Automatic medical encoding with SNOMED categories
© Ruch et al; licensee BioMed Central Ltd. 2008
Published: 27 October 2008
In this paper, we describe the design and preliminary evaluation of a new type of tools to speed up the encoding of episodes of care using the SNOMED CT terminology.
The proposed system can be used either as a search tool to browse the terminology or as a categorization tool to support automatic annotation of textual contents with SNOMED concepts. The general strategy is similar for both tools and is based on the fusion of two complementary retrieval strategies with thesaural resources. The first classification module uses a traditional vector-space retrieval engine which has been fine-tuned for the task, while the second classifier is based on regular variations of the term list.

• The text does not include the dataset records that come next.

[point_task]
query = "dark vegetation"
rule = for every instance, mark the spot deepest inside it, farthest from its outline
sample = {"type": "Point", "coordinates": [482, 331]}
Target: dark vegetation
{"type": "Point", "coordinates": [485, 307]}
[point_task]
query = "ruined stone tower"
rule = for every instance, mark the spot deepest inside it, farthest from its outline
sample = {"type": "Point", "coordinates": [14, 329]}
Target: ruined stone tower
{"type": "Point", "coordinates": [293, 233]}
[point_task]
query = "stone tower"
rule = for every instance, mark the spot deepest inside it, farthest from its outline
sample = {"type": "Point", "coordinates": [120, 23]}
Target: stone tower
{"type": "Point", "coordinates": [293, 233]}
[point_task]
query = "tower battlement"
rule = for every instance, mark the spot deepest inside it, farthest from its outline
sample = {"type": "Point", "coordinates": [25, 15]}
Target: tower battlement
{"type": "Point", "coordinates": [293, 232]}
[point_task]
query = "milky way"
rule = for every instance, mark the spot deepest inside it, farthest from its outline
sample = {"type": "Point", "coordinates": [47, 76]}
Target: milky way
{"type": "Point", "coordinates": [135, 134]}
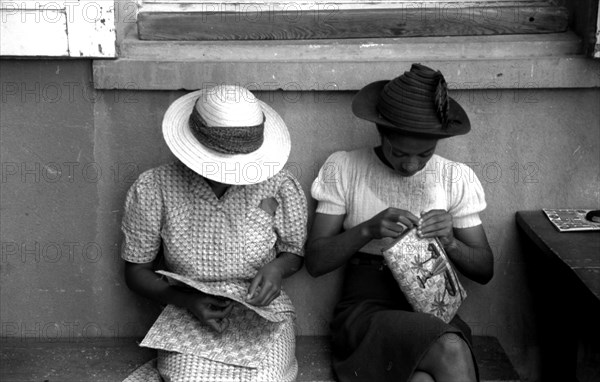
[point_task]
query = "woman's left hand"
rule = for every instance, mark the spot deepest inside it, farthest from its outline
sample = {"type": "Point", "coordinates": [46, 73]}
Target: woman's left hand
{"type": "Point", "coordinates": [266, 285]}
{"type": "Point", "coordinates": [437, 223]}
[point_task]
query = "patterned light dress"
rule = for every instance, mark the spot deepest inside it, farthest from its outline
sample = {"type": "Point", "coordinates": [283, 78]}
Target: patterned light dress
{"type": "Point", "coordinates": [216, 245]}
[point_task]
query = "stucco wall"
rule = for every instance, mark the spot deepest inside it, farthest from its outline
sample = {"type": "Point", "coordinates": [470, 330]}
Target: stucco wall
{"type": "Point", "coordinates": [69, 154]}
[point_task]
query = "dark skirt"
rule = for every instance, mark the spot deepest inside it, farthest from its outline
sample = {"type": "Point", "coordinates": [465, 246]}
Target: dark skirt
{"type": "Point", "coordinates": [376, 335]}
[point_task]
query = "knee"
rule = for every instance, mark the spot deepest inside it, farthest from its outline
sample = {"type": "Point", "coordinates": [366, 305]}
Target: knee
{"type": "Point", "coordinates": [421, 376]}
{"type": "Point", "coordinates": [452, 350]}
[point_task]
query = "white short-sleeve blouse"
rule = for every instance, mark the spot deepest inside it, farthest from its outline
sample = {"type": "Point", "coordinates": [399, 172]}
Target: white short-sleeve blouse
{"type": "Point", "coordinates": [358, 185]}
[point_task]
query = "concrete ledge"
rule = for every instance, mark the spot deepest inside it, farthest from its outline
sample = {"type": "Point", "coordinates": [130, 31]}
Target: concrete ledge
{"type": "Point", "coordinates": [93, 360]}
{"type": "Point", "coordinates": [468, 62]}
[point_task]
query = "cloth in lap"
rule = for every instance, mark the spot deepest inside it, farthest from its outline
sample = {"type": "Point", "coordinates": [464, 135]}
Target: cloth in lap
{"type": "Point", "coordinates": [217, 245]}
{"type": "Point", "coordinates": [376, 335]}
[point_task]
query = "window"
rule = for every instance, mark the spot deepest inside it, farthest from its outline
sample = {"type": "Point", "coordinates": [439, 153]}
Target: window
{"type": "Point", "coordinates": [66, 28]}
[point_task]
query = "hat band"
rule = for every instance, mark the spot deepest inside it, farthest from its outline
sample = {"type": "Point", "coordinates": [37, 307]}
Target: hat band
{"type": "Point", "coordinates": [226, 139]}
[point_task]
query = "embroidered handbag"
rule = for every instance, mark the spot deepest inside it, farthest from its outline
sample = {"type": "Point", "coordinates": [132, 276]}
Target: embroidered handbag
{"type": "Point", "coordinates": [425, 275]}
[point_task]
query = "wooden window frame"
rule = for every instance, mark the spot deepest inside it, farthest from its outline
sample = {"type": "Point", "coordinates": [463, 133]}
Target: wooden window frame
{"type": "Point", "coordinates": [57, 28]}
{"type": "Point", "coordinates": [517, 61]}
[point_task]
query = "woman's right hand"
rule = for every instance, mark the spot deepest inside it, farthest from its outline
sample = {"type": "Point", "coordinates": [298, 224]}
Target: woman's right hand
{"type": "Point", "coordinates": [390, 222]}
{"type": "Point", "coordinates": [210, 310]}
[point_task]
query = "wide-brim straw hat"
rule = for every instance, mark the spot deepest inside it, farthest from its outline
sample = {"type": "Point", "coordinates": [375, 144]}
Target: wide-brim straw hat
{"type": "Point", "coordinates": [415, 103]}
{"type": "Point", "coordinates": [227, 106]}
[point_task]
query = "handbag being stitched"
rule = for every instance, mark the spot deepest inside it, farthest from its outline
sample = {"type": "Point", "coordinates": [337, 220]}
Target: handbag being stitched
{"type": "Point", "coordinates": [425, 275]}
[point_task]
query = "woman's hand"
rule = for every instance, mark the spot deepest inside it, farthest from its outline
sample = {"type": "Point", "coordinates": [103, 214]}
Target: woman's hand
{"type": "Point", "coordinates": [437, 223]}
{"type": "Point", "coordinates": [390, 222]}
{"type": "Point", "coordinates": [212, 311]}
{"type": "Point", "coordinates": [266, 285]}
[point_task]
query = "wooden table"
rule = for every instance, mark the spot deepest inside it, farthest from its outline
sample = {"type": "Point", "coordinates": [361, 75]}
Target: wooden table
{"type": "Point", "coordinates": [579, 251]}
{"type": "Point", "coordinates": [563, 270]}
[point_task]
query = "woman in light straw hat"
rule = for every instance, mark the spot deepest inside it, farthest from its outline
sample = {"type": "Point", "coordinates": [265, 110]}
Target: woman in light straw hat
{"type": "Point", "coordinates": [231, 224]}
{"type": "Point", "coordinates": [369, 196]}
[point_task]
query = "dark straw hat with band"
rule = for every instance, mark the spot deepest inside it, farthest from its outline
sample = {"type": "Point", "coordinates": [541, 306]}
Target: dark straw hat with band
{"type": "Point", "coordinates": [226, 134]}
{"type": "Point", "coordinates": [415, 103]}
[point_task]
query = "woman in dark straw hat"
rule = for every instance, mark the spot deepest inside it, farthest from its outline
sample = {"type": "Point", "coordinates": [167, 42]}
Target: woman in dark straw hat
{"type": "Point", "coordinates": [231, 224]}
{"type": "Point", "coordinates": [369, 196]}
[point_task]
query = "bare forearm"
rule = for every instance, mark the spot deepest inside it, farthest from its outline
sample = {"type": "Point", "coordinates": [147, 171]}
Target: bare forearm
{"type": "Point", "coordinates": [474, 262]}
{"type": "Point", "coordinates": [147, 283]}
{"type": "Point", "coordinates": [326, 254]}
{"type": "Point", "coordinates": [288, 263]}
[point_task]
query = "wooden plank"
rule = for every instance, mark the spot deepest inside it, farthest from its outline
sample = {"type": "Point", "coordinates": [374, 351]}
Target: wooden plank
{"type": "Point", "coordinates": [380, 49]}
{"type": "Point", "coordinates": [527, 74]}
{"type": "Point", "coordinates": [106, 359]}
{"type": "Point", "coordinates": [350, 23]}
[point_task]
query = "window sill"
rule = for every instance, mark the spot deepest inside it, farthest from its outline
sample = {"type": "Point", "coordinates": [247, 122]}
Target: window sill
{"type": "Point", "coordinates": [468, 62]}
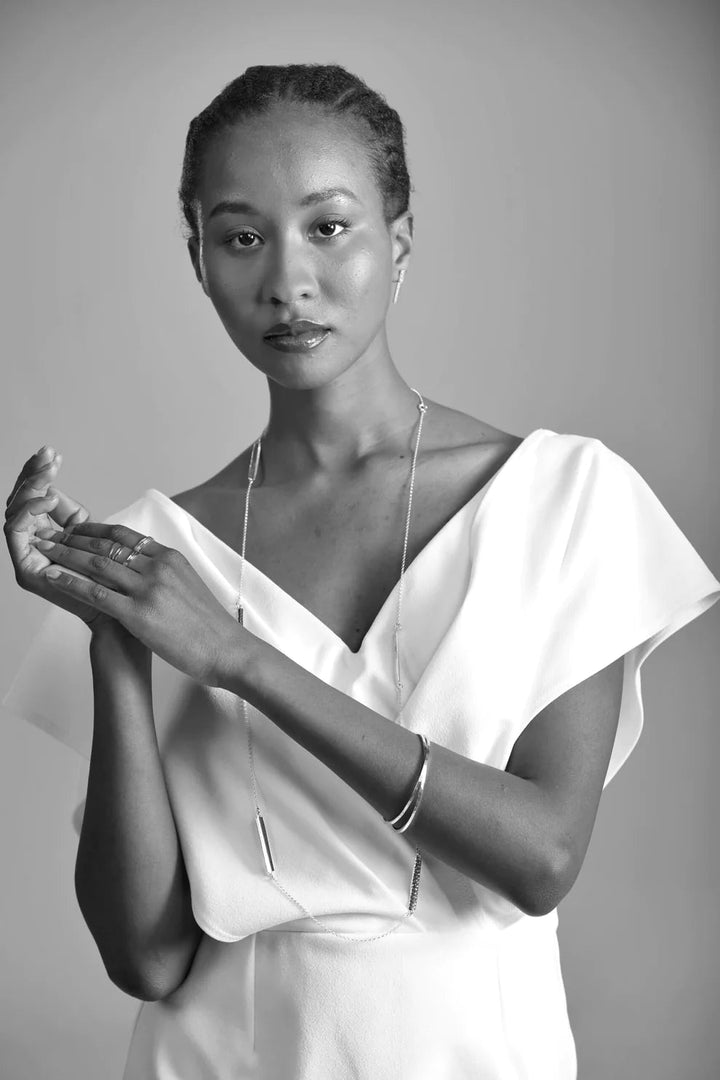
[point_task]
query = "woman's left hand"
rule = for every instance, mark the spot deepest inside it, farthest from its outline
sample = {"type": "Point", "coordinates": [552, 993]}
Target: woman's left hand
{"type": "Point", "coordinates": [160, 598]}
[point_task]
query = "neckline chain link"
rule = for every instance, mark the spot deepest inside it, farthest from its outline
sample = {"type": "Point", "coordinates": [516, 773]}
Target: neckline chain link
{"type": "Point", "coordinates": [262, 834]}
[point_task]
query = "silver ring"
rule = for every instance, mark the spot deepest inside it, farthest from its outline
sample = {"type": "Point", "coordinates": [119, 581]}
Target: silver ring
{"type": "Point", "coordinates": [137, 549]}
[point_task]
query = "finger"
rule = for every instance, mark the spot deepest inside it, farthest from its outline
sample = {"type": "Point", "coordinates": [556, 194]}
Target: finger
{"type": "Point", "coordinates": [98, 567]}
{"type": "Point", "coordinates": [17, 526]}
{"type": "Point", "coordinates": [67, 512]}
{"type": "Point", "coordinates": [35, 476]}
{"type": "Point", "coordinates": [94, 593]}
{"type": "Point", "coordinates": [118, 534]}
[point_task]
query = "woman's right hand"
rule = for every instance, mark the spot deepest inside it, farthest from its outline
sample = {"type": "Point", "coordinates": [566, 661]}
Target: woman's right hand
{"type": "Point", "coordinates": [35, 504]}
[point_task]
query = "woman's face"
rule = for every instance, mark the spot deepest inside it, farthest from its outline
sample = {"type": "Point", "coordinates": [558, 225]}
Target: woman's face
{"type": "Point", "coordinates": [276, 244]}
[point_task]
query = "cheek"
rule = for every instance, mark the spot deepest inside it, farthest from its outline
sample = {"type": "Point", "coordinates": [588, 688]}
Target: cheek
{"type": "Point", "coordinates": [360, 278]}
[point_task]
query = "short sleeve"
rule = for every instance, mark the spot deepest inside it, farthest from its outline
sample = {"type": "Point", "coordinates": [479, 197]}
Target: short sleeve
{"type": "Point", "coordinates": [53, 688]}
{"type": "Point", "coordinates": [627, 578]}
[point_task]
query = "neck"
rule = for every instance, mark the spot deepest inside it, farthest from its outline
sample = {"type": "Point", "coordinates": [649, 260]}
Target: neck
{"type": "Point", "coordinates": [331, 429]}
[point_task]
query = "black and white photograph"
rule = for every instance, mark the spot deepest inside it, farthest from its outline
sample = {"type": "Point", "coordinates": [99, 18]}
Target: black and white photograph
{"type": "Point", "coordinates": [360, 447]}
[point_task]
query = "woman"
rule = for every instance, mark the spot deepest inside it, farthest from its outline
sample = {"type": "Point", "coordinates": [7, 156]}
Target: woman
{"type": "Point", "coordinates": [396, 657]}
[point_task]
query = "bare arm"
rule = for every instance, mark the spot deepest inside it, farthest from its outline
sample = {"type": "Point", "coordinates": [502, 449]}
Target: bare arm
{"type": "Point", "coordinates": [130, 878]}
{"type": "Point", "coordinates": [521, 832]}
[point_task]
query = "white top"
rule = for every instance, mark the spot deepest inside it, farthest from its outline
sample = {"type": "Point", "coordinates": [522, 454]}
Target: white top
{"type": "Point", "coordinates": [562, 562]}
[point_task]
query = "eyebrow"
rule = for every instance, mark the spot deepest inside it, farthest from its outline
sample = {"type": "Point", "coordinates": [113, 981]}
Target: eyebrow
{"type": "Point", "coordinates": [238, 206]}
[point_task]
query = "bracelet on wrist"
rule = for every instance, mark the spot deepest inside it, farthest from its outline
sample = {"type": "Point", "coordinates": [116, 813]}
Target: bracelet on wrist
{"type": "Point", "coordinates": [409, 811]}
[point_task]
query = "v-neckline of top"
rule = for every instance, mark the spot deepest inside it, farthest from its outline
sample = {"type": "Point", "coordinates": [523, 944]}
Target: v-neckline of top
{"type": "Point", "coordinates": [421, 556]}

For evaluating the system, we use a sample of MEDLINE. SNOMED CT categories have been restricted to Medical Subject Headings (MeSH) using the SNOMED-MeSH mapping provided by the UMLS (version 2006).
Consistent with previous investigations applied on biomedical terminologies, our results show that performances of the hybrid system are significantly improved as compared to each single module. For top returned concepts, a precision at high ranks (P0) of more than 80% is observed. In addition, a manual and qualitative evaluation on a dozen of MEDLINE abstracts suggests that SNOMED CT could represent an improvement compared to existing medical terminologies such as MeSH.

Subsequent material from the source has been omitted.